Ask Slashdot: What Is the Most Painless Intro To GPU Programming?
dryriver writes "I am an intermediate-level programmer who works mostly in C# NET. I have a couple of image/video processing algorithms that are highly parallelizable — running them on a GPU instead of a CPU should result in a considerable speedup (anywhere from 10x times to perhaps 30x or 40x times speedup, depending on the quality of the implementation). Now here is my question: What, currently, is the most painless way to start playing with GPU programming? Do I have to learn CUDA/OpenCL — which seems a daunting task to me — or is there a simpler way? Perhaps a Visual Programming Language or 'VPL' that lets you connect boxes/nodes and access the GPU very simply? I should mention that I am on Windows, and that the GPU computing prototypes I want to build should be able to run on Windows. Surely there must a be a 'relatively painless' way out there, with which one can begin to learn how to harness the GPU?"

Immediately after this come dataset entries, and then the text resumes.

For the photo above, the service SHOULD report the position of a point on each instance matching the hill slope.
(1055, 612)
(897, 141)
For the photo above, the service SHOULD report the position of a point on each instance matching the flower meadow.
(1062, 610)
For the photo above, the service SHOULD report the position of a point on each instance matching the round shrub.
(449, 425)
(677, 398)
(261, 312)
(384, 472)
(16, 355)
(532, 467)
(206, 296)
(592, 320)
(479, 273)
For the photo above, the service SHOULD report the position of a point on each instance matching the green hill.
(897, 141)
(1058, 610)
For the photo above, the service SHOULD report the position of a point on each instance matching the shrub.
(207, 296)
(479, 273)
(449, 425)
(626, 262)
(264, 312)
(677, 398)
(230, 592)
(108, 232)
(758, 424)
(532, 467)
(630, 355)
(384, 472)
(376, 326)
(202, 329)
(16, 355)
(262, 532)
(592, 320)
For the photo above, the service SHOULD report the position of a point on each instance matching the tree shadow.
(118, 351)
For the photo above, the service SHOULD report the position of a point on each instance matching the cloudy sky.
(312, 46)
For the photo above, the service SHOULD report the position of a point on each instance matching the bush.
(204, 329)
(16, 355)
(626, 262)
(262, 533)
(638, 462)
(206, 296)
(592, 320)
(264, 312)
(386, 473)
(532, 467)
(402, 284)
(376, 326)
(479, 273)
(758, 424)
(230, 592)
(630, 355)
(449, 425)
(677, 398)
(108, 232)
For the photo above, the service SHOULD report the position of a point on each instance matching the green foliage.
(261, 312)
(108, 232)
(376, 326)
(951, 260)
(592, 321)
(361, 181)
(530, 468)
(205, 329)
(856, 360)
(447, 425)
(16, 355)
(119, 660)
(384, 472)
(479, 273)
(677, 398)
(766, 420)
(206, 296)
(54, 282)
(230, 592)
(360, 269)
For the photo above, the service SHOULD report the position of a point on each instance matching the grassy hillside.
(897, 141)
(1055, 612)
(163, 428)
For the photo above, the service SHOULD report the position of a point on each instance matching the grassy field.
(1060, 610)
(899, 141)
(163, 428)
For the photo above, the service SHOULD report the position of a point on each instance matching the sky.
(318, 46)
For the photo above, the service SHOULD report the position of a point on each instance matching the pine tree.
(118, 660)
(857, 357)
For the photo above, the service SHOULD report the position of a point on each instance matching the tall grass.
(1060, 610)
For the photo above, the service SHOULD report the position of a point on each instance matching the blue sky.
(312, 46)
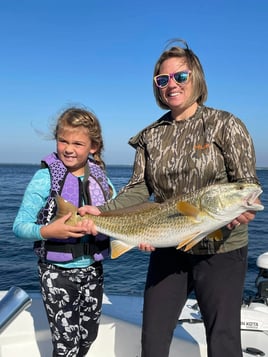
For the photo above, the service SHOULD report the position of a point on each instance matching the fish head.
(230, 199)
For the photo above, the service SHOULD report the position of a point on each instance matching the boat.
(24, 328)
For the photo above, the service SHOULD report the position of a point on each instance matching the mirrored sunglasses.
(162, 80)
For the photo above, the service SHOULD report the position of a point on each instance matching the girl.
(70, 268)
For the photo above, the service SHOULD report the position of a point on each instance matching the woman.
(189, 147)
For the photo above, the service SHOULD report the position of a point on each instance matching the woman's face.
(175, 95)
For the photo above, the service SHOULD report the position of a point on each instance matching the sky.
(101, 55)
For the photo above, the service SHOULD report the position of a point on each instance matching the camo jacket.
(177, 157)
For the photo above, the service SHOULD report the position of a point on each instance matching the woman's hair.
(199, 94)
(76, 117)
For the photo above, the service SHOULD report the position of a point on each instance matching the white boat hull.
(119, 333)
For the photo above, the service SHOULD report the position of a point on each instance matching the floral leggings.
(72, 299)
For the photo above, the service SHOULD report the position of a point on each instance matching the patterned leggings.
(72, 299)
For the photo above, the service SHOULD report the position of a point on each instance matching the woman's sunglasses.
(162, 80)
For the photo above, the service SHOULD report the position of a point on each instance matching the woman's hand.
(58, 229)
(244, 218)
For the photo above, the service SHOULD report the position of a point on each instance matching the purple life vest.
(93, 190)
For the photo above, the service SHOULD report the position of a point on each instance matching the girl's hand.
(58, 229)
(88, 224)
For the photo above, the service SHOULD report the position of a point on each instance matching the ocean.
(125, 275)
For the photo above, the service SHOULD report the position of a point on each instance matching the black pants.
(217, 281)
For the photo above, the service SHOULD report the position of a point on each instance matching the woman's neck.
(182, 114)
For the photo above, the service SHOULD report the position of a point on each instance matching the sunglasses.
(162, 80)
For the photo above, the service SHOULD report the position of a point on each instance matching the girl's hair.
(76, 117)
(199, 94)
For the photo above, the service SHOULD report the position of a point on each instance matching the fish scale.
(179, 222)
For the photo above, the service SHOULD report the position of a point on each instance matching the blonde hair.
(200, 93)
(76, 117)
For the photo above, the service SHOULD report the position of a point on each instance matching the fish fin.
(64, 207)
(217, 235)
(138, 208)
(118, 248)
(192, 243)
(187, 240)
(186, 209)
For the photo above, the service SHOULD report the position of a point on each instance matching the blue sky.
(101, 54)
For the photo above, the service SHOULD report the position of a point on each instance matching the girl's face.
(175, 95)
(73, 148)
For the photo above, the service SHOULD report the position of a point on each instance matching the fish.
(180, 222)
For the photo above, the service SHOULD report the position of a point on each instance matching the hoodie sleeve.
(33, 200)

GPU programming is painful. A painless introduction doesn't capture the flavor of it.
Since the whole point of GPU programming is efficiency, don't even think about VBing it. Or Pythoning it. Or whatever layer of a shiny crap might seem superficially appealing to you.

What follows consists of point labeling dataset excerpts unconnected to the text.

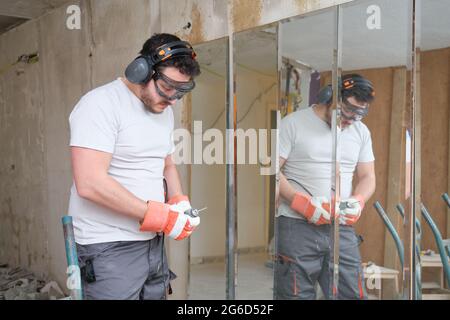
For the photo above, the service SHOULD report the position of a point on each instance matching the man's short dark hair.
(362, 89)
(185, 64)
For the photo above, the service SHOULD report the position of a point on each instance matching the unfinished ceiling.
(15, 12)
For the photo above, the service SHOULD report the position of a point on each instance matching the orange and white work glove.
(170, 218)
(315, 209)
(352, 212)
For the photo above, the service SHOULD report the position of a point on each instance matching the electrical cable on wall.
(24, 58)
(258, 97)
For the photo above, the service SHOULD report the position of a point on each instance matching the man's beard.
(150, 104)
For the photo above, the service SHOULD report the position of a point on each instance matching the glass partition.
(255, 61)
(207, 173)
(431, 147)
(375, 110)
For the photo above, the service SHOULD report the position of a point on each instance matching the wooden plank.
(396, 164)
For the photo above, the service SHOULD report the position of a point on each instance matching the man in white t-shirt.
(304, 247)
(121, 146)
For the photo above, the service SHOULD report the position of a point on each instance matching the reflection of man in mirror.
(121, 146)
(303, 218)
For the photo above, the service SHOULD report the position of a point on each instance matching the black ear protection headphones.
(140, 70)
(325, 95)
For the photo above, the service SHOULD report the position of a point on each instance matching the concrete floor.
(255, 280)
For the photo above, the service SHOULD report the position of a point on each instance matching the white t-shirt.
(306, 144)
(112, 119)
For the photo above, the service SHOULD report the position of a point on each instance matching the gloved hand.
(315, 209)
(350, 215)
(170, 218)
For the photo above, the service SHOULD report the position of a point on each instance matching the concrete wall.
(36, 100)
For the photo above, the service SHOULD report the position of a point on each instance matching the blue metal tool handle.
(387, 222)
(72, 258)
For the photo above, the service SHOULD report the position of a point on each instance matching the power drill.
(194, 213)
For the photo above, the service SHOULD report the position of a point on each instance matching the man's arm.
(366, 183)
(172, 178)
(90, 172)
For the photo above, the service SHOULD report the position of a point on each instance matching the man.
(303, 220)
(121, 150)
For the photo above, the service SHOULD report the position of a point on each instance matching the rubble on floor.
(20, 284)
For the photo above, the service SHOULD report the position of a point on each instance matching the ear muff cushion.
(139, 70)
(325, 95)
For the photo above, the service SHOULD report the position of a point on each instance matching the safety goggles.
(352, 112)
(170, 89)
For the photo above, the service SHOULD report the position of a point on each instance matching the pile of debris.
(20, 284)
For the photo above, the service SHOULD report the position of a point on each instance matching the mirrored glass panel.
(303, 223)
(375, 139)
(255, 65)
(207, 172)
(432, 150)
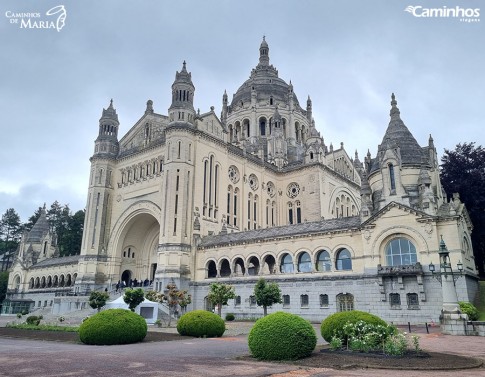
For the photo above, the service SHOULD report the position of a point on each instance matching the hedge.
(282, 336)
(113, 326)
(201, 323)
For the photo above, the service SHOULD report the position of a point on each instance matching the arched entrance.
(126, 276)
(137, 248)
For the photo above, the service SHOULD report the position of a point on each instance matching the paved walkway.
(197, 357)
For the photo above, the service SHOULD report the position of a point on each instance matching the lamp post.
(447, 279)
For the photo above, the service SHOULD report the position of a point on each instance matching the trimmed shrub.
(334, 324)
(470, 309)
(33, 320)
(282, 336)
(113, 326)
(201, 323)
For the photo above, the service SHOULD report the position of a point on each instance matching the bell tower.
(100, 197)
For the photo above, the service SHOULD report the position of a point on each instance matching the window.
(286, 266)
(304, 301)
(344, 260)
(400, 251)
(304, 263)
(211, 269)
(392, 178)
(323, 301)
(286, 300)
(323, 261)
(345, 302)
(252, 300)
(395, 300)
(413, 301)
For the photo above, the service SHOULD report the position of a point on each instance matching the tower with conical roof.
(403, 171)
(100, 197)
(182, 107)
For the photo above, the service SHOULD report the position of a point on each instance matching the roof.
(398, 135)
(40, 228)
(73, 259)
(342, 223)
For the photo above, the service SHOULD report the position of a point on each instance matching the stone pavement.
(198, 357)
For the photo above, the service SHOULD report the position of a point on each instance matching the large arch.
(134, 242)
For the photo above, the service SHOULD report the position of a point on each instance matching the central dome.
(264, 81)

Learn OpenCL and do the job properly.
When all you have is a hammer, every problem starts to look like a thumb.
So there's nothing really easy about GPU programming. You can look at C++ AMP from Microsoft, OpenMP or one of the other abstractions but you really need to understand how these massively parallel machines work. It's possible to write some perfectly valid code in any of these environments which will run SLOWER than on the CPU because you didn't understand fundamentally how GPUs excel at processing.
Udacity currently has a fairly decent intro course on GPU programming at: https://www.udacity.com/course/cs344
It's based around NVIDIA and CUDA but most of the concepts in the course can be applied to OpenCL or another GPU programming API with a little syntax translation. Also you can do everything for the course in your web-browser and you don't need an NVIDIA GPU to finish the course exercises.
I'd suggest running through that and then deciding on what API you want to end up using.
I teach this stuff daily, and the huge advance over the past year has been the availability of OpenACC, and now OpenMP 4, compilers that allow you to use directives and offload much of the CUDA pain to the compiler.
There is now a substantial base of successful codes that demonstrate that this really works efficiently (both development time and FLOPS). S3D runs at 15 PFLOPS on Titan using this and may well win the Gordon Bell prize this year. Less than 1% of lines of code modified there. NVIDIA has a whole web site devoted to use cases.
I recommend you spend a day to learn it. There are regular online courses offered, and there is a morning session on it this Monday at XSEDE 13 if you are one of those HPC guys. A decent amount is available online as well.
BTW, with AMD moving to Fusion, the last real supporter of OpenCL is gone. NVIDIA prefers OpenACC or CUDA and Intel prefers OpenMP 4 for MIC/Phi. So everyone officially supports it, but no one really puts any resources into it and you need that with how fast this hardware evolves.